The Rating Outlook is Stable.

Sale information: $120,000,000 general obligation improvement and various purpose bonds, series 2016, to sell competitively on the morning of October 5. Purpose: To finance costs related to various capital improvements to city infrastructure including streets and bridges. Final Maturity: Dec. 1, 2026.


The bonds are general obligations of the city, backed by the city's full faith and credit and unlimited ad valorem taxing power. To pay debt service, the city is obligated to levy a tax without limit as to rate or amount on all taxable property within the city.


Affirmation of the city's 'AAA' IDR and GO ratings reflects the city's favorable revenue growth prospects, broad revenue-raising powers, and superior budgetary flexibility. Debt and retiree benefit liabilities are low relative to the city's economic resource base, which Fitch believes will continue to expand rapidly given Minnesota's healthy economy and favorable location adjoining the state capital. A track record of conservative budget practices is likely to continue.
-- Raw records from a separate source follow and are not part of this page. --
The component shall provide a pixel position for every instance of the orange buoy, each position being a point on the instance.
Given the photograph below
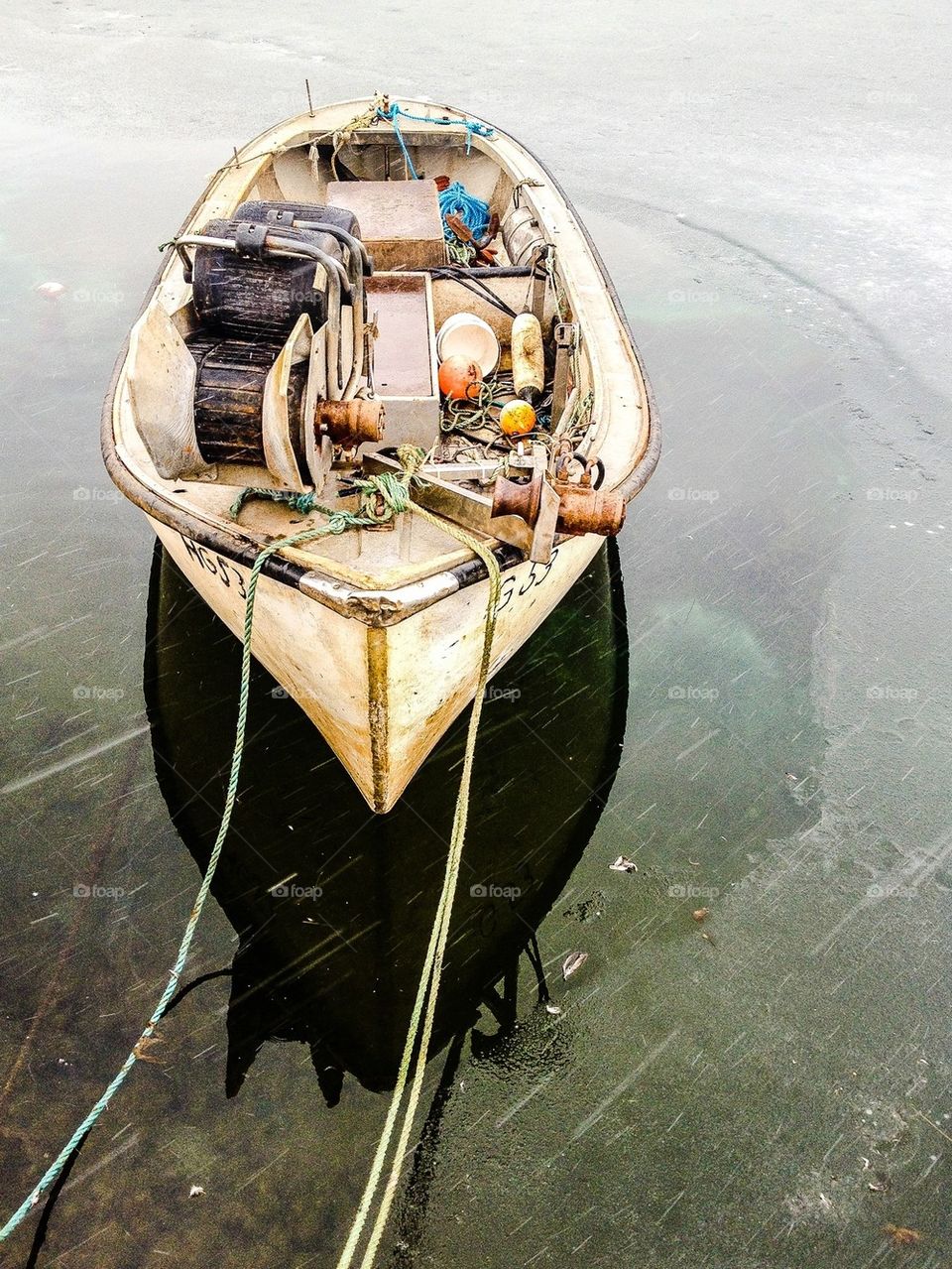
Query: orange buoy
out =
(518, 419)
(460, 378)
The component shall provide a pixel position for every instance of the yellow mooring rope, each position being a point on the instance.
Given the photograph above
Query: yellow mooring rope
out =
(395, 494)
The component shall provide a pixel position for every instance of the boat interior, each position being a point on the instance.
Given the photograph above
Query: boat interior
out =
(303, 326)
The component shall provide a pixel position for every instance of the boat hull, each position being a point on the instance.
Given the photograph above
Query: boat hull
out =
(381, 696)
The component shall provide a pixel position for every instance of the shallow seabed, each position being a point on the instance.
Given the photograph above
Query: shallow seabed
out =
(765, 709)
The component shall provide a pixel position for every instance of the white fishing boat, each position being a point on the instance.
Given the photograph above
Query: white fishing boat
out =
(335, 273)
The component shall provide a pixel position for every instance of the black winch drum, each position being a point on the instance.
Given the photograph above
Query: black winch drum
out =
(242, 295)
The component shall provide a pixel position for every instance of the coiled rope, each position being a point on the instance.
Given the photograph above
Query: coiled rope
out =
(395, 112)
(472, 210)
(393, 491)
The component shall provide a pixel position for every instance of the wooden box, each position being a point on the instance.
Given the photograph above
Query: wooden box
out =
(400, 221)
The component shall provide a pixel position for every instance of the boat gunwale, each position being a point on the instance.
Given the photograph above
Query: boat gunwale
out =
(372, 607)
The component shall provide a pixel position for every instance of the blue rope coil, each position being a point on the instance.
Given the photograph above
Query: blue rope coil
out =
(474, 213)
(396, 112)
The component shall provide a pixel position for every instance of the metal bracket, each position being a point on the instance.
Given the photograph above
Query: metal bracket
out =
(565, 344)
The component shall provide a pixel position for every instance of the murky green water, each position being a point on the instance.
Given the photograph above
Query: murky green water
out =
(752, 701)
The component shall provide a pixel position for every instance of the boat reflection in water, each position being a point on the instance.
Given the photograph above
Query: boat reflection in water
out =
(333, 905)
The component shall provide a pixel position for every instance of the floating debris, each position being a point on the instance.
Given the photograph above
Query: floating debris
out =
(624, 864)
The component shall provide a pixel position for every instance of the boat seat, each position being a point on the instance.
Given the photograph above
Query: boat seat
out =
(401, 219)
(405, 355)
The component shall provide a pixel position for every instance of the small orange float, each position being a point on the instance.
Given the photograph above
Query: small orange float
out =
(460, 378)
(518, 419)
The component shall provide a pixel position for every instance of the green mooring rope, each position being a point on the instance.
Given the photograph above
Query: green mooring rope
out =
(395, 494)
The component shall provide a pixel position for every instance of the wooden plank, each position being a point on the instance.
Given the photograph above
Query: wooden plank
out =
(400, 219)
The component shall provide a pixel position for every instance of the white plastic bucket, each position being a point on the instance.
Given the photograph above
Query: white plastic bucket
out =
(468, 335)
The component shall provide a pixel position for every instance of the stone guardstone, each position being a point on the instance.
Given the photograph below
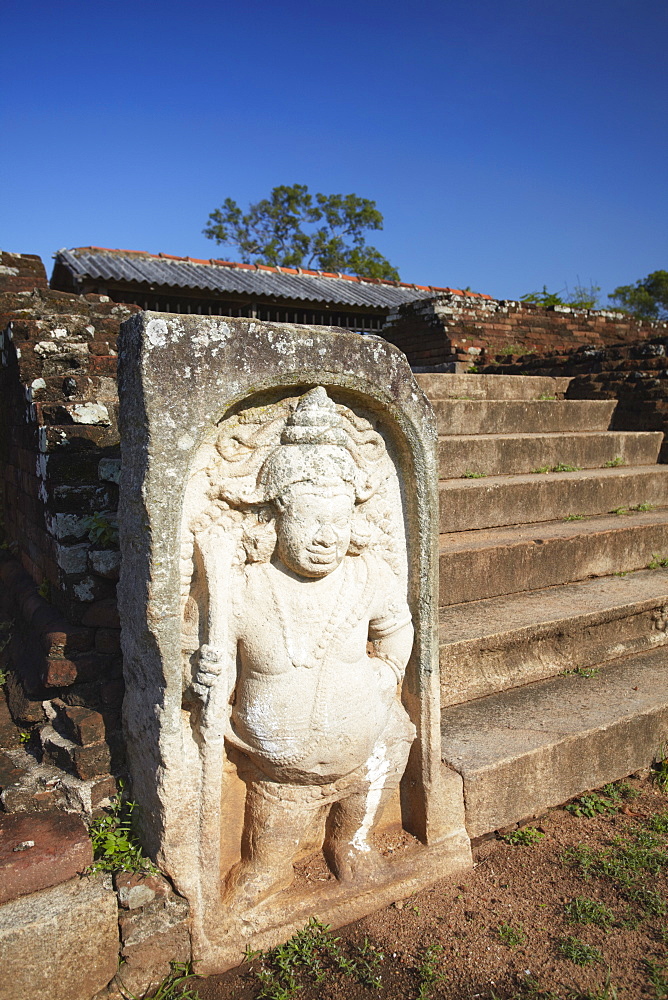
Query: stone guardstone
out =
(60, 943)
(278, 593)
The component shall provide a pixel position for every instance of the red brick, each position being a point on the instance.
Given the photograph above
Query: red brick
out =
(61, 850)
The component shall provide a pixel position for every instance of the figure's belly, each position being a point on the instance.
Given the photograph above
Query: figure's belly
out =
(322, 722)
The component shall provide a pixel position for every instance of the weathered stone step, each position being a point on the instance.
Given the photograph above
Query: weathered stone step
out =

The city has sufficient budgetary flexibility to offset revenue declines in an average downturn with only limited service cuts and reserve reductions.

Economic Resource Base

Minneapolis is the largest city in the state of Minnesota, with a 2015 population of 410,939. Along with its sister city of St. Paul, Minneapolis forms the core for the second-largest economic center in the U. S. Midwest, after Chicago. The city's broad and diverse economic base benefits from the presence of major employers in the relatively stable healthcare, higher education and state & county government sectors, which exhibit less volatile employment patterns. Minneapolis also has a sizable retail and financial presence, being home to Ameriprise Financial, US Bancorp and Target Corporation. Wells Fargo Bank also has a significant presence in the city.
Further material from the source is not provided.